By: Nimra Khan

When you think of Scotland, what usually comes to mind? I know, I know: kilts and bagpipes. I used to be on the same page. Thankfully, the recently released Outlander TV show, has begun to shine some new light on our highland cousins. When I first heard of Outlander, it was for its amazing openness to the independence of a woman in a world of men, and how the show was promised not to shy away from a woman enjoying sex--without repercussions. But mostly I thought: "Scottish history and time travel? What more could I ask for!"

Outlander follows the story of Claire Beauchamp - a woman who was a nurse during the Second World War - as she travels through Scotland with her husband Frank Randall. During their visit to a Scottish town, Claire is transported back in time to 1743 Scotland opening up a world of possibilities. The show is based on the book series by Diana Gabaldon, originally published in 1991; because of this, it already had a huge fan following. I recently finished the book myself, and the show really does well to mould itself to the original. In particular, Claire is a refreshingly independent, realistic, and strong female character, helping to make Outlander so appealing. Whether it's nearly getting raped, or almost killed for being a spy, Claire is a fighter. Or, as they would call her in the show, a Sassenach (an English person, an outsider, someone who doesn't belong).

I thought it was a weird coincidence that, at the same time that the Scottish independence vote was happening, Outlander had reached a climax of the Scottish versus the British. While most Scots have voted "no thanks" to independence now, it really makes me wonder how Scotland and England came to stand at such different sides.
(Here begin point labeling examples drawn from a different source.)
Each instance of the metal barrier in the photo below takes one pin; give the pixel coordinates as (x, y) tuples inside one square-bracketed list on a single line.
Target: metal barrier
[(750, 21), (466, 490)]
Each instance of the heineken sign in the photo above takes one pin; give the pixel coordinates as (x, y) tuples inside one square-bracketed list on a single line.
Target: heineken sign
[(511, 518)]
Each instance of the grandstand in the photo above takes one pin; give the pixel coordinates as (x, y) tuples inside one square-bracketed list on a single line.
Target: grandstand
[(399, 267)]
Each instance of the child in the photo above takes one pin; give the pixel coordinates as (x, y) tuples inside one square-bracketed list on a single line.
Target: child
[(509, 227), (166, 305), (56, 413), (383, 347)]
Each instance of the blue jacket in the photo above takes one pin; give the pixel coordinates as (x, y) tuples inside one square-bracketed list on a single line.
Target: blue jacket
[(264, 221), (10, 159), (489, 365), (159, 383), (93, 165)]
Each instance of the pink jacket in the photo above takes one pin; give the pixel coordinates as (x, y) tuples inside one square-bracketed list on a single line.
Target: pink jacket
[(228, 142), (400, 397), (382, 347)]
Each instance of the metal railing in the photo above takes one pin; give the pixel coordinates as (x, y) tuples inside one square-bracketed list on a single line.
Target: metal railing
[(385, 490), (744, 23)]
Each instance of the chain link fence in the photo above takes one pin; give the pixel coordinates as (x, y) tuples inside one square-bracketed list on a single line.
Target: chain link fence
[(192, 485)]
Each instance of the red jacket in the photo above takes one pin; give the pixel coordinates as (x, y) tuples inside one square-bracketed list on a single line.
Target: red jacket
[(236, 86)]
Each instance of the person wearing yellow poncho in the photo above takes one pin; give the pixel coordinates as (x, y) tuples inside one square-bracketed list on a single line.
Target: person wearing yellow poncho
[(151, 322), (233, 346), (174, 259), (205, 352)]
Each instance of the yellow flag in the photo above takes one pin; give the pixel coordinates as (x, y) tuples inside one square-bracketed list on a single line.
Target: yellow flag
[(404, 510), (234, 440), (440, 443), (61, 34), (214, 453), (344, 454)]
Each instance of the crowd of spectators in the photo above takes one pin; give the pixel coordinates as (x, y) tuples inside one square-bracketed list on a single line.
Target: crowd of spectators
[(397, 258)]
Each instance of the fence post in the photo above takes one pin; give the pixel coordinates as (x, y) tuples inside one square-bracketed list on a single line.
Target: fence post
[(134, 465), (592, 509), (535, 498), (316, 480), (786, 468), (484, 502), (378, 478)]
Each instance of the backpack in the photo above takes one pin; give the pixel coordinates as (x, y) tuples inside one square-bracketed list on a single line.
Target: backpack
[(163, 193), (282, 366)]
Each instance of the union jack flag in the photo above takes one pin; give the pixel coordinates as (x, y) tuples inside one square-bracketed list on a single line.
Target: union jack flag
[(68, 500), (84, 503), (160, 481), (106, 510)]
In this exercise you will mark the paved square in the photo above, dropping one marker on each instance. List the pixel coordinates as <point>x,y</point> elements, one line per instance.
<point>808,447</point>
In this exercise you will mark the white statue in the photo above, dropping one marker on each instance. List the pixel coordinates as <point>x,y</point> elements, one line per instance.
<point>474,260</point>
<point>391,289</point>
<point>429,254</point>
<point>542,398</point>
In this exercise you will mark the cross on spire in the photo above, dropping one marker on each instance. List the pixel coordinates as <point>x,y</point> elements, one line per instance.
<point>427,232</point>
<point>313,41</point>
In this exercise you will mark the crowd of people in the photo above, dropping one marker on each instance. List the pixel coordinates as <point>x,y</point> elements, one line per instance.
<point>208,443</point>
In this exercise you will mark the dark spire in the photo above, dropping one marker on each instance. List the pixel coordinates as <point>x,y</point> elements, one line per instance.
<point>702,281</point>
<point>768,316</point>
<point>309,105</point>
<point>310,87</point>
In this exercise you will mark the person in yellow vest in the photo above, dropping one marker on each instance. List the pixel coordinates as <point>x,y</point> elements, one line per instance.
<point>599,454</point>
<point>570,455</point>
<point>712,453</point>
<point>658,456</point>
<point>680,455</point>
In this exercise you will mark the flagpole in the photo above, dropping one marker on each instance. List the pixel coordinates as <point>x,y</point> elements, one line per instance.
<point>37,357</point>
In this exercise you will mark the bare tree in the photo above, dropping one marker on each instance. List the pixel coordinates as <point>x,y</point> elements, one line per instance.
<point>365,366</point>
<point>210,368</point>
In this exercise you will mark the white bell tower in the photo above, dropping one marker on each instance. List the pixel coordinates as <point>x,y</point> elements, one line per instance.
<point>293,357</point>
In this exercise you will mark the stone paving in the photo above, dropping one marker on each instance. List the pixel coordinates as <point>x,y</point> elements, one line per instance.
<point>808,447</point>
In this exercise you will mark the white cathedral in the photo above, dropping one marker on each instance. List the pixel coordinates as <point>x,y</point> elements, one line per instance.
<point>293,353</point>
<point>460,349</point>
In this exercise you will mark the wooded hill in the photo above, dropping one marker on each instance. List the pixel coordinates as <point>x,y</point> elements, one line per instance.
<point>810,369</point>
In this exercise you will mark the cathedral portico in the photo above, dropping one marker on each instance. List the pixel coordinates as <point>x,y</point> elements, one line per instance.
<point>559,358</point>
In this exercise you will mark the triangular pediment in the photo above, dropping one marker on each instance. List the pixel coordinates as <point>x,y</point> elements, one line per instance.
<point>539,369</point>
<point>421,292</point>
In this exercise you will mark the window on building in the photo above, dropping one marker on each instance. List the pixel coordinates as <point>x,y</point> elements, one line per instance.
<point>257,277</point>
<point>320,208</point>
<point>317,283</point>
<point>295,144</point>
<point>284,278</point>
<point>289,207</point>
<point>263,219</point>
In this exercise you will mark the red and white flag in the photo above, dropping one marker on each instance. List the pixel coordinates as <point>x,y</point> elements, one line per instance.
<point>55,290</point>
Despite the educational aspect of this story, Outlander definitely has sex appeal. Shocking, I know. Other than Claire's first husband Frank, there comes Claire’s love with Jaime Fraser (a Scottish Highlander). Ladies, this one hunk is really enough to get you watching. But to all the guys, I promise there is something for everyone. With the mid-season finale having just finished at eight episodes, now is the time to catch up. Now if you'll excuse me, I'm off to learn some Scottish Gaelic.